Independent trucker Tim Philmon of Middleburg, Fla., spent most of Sunday evening attempting to pair his tablet and ELD device via a Bluetooth. The trucker said he started to experience technical problems shortly after heading out Monday to make a delivery in Sedalia, Mo. As of late Monday, Philmon said he had yet to talk to an ELD customer service representative, and his device still wasn’t working.
“I don’t mind using an ELD — I log legally anyway, but if I pull into a scale and get a ticket, it’s not going to be the device’s fault. It’s going to be my fault for not being able to produce an electronic log,” he told Trucks.com.

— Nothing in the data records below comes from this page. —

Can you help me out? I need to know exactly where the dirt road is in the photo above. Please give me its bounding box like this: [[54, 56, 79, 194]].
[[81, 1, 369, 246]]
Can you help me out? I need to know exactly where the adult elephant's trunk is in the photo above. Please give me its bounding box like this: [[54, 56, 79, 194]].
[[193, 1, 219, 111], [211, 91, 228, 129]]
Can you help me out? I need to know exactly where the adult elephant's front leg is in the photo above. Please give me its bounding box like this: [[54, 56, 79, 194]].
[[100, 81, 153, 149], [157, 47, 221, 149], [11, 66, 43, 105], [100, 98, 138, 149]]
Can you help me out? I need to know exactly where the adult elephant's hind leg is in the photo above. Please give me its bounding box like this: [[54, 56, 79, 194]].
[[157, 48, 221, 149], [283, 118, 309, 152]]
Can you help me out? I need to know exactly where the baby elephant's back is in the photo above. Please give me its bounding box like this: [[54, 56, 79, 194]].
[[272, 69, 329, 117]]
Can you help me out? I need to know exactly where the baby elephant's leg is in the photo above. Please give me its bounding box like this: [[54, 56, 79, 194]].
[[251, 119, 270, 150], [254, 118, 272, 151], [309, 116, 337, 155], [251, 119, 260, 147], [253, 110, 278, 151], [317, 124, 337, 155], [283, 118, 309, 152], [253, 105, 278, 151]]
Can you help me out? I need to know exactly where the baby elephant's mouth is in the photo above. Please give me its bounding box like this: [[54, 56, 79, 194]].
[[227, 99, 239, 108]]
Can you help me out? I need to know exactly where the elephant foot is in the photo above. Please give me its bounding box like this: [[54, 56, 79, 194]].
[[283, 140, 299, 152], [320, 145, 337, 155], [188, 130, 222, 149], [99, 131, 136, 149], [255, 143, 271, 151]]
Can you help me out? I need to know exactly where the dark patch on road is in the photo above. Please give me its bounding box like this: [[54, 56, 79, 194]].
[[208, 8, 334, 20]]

Public safety officials will cite motor carriers who are not using ELDs properly, but they won’t bar truckers in violation from driving until April 1, according to the Commercial Vehicle Safety Alliance. The agency is charged with enforcing the ELD mandate.

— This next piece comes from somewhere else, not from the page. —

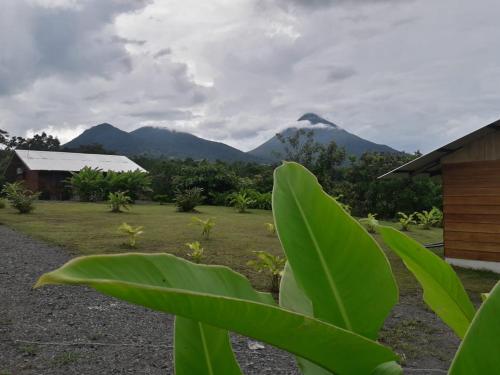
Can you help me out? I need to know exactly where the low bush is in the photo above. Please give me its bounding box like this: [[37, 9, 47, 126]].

As a stopgap, Philmon is using paper logs until the problem is fixed.
Under the new rule, truck operators have only eight days to repair or replace the device or risk fines.

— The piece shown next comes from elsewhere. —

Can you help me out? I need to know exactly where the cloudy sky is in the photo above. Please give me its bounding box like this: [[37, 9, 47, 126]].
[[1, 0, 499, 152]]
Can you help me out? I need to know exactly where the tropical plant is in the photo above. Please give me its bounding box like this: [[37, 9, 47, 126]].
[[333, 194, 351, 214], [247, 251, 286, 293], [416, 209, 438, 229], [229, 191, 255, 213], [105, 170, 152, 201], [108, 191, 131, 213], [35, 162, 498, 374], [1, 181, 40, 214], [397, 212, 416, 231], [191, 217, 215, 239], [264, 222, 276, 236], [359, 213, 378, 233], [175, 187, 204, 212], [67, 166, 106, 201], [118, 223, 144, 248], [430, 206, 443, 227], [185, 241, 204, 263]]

“I know some are going to say it’s my fault that I should have had this in place before now, but I met the compliance date, but now the system is overloaded and I can’t get it fixed,” Philmon said.
Other truckers were reporting similar issues.
Lee Strebel of Gulf Breeze, Fla., started experiencing problems with his ELD on Friday. He said he hopes to have all of the bugs worked out before heading to Las Vegas later this week.
“I talked to my safety department, and they said we are having some issues right now,” Strebel told Trucks.com.
Strebel was among the many truckers hoping that the Trump administration would issue a last-minute delay in the rule’s implementation.
“I really didn’t want to use one, but now we don’t have a choice,” he said.
There are various estimates on how many truckers are complying with the new rule.
Motor carrier and driver surveys suggest that larger carriers have installed the devices on their trucks. However, smaller carriers and independent truckers were not prepared.
Approximately 75 percent of the 420 fleets surveyed by CarriersList and Kenco Group on Dec. 11 claimed to be ELD ready prior to the deadline.
However, an online survey by HELP Inc., the provider of PrePass weigh station bypass and technology services, found that of 1,620 respondents, 33 percent had selected and installed an ELD by early December.
Of those who have not installed an ELD, 68 percent said they did not plan to do so prior to Dec. 18, according to the survey, and 31 percent said they didn’t plan to install an ELD at all.
Some drivers, mainly independent truckers and small carriers, have threatened to leave the industry rather than switch to ELDs from paper logs.
John Peters of Gonzalez, Mexico, who drives for a U.S. carrier, said he had originally planned to quit Monday rather than install an ELD in his truck.
Though he plans to take a hiatus until mid-January, Peters said he now plans to stay in the industry until at least April, when his lease with another motor carrier expires.
“Unfortunately, I am going forward and working,” Peters told Trucks.com. “I was hoping for changes up until the last minute, but that didn’t happen. Thousands of truckers fought against the mandate, but the government got what it wanted.”
Republican Rep. Brian Babin of Texas has introduced legislation to delay the regulation for two years. But the bill is stalled. He also unsuccessfully urged Trump to issue a 90-day waiver from the regulation, which didn’t happen.
Babin issued a statement Monday notifying truck drivers and others affected by the mandate “to assume that it will be in place for the foreseeable future.”
The estimated cost to implement ELDs is approximately $2 billion. The Federal Motor Carrier Safety Administration estimates that ELDs will prevent 1,844 crashes, 562 injuries and save 26 lives annually by keeping tired truckers off the road. Switching to electronic logs also is expected to eliminate more than $1.6 billion in paperwork costs for motor carriers and law enforcement agencies reviewing drivers’ logs, according to the FMCSA.